Malloy's friend and colleague, English teacher David Razor, is quick to point out that Malloy is quite serious. He enjoys talking politics, literature and current events. In fact, Malloy didn't even think "Austin Powers" was all that great a movie.
In many ways, Malloy is the stereotypical math geek. He has been known to graph his weight, and his eyes grow bright as he starts talking about Euclid and "gorgeous" theorems.
This is why, to his friends, the Dr. Evil persona is so amusing.
"He's such a consummate professional," Razor says. "Scott does that--he plays the role--but teaching is an act. It's a calculated attempt to engage the students."
It is obviously working. His students, in all seriousness, spout teaching cliches, genuinely meaning every word.
"He makes learning fun," says Brian Malotte, 16.
"He tries to be your friend," says Matt Case, 17.
"He's my hero," says K.C. Santos, 17. "There's only one statement that wraps it up. Mr. Malloy is the King of the State. . . . And I don't even like math!"
When they are pushed to expound, it doesn't take long for the concrete examples to start flying. He plays chess with Case every day after school. He comes in at any hour to help a student with a difficult assignment. He challenges them. He entertains them.
And, says 17-year-old Kenny Edgar, "We sing!"
In Edgar's trigonometry class, Malloy has taught his students a little ditty, "The Quadratic Equation Song," which they sing in a jaunty melody, sometimes in rounds. "X equals negative B plus or minus . . . " well, you get the point.
"That's the only reason I know it," Edgar says. In Malloy's calculus class, he inspired his students to sing in Latin--quod erat demonstrandum (that which was to be proved)--in a chant at the end of each problem.
But Malloy seems to find everything about math engaging.
"The limit of a product is the product of two limits," Malloy tells the class. "Sooo cute. Beautiful."
At the beginning of the year, students clamor to get into his classes, which are as hard as high school math gets.

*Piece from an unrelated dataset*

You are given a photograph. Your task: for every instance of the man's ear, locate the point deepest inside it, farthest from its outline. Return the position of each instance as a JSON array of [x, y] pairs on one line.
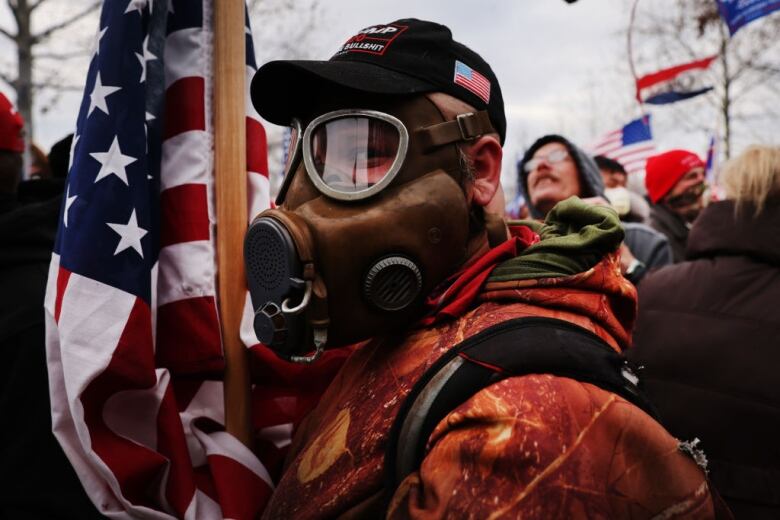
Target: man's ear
[[485, 154]]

For kicks, his students last year painted the Fundamental Theorem of Calculus on a huge board and staked it into the hill outside Malloy's classroom.
It's still there, Malloy points out, having survived rain, wind, sleet, and a grass fire. He feared school administrators might get mad: The students, after all, had trespassed on the hill next to the high school.
One teacher remarked to Malloy that the math sign was "the greatest show of academic spirit in the last 10 years." Principal Doug Kimberly has been known to show it off to visitors.
Malloy is one of five California Teachers of the Year, but the only one who will represent the state in the national competition.
"There's nothing else I've ever liked," he says of his career. "You're teaching kids. It's metaphysical. I'm saying something, and they say, 'Oh, I understand it.' It's miraculous . . . It's corny, but you pass on education to young people. I wouldn't trade that for anything."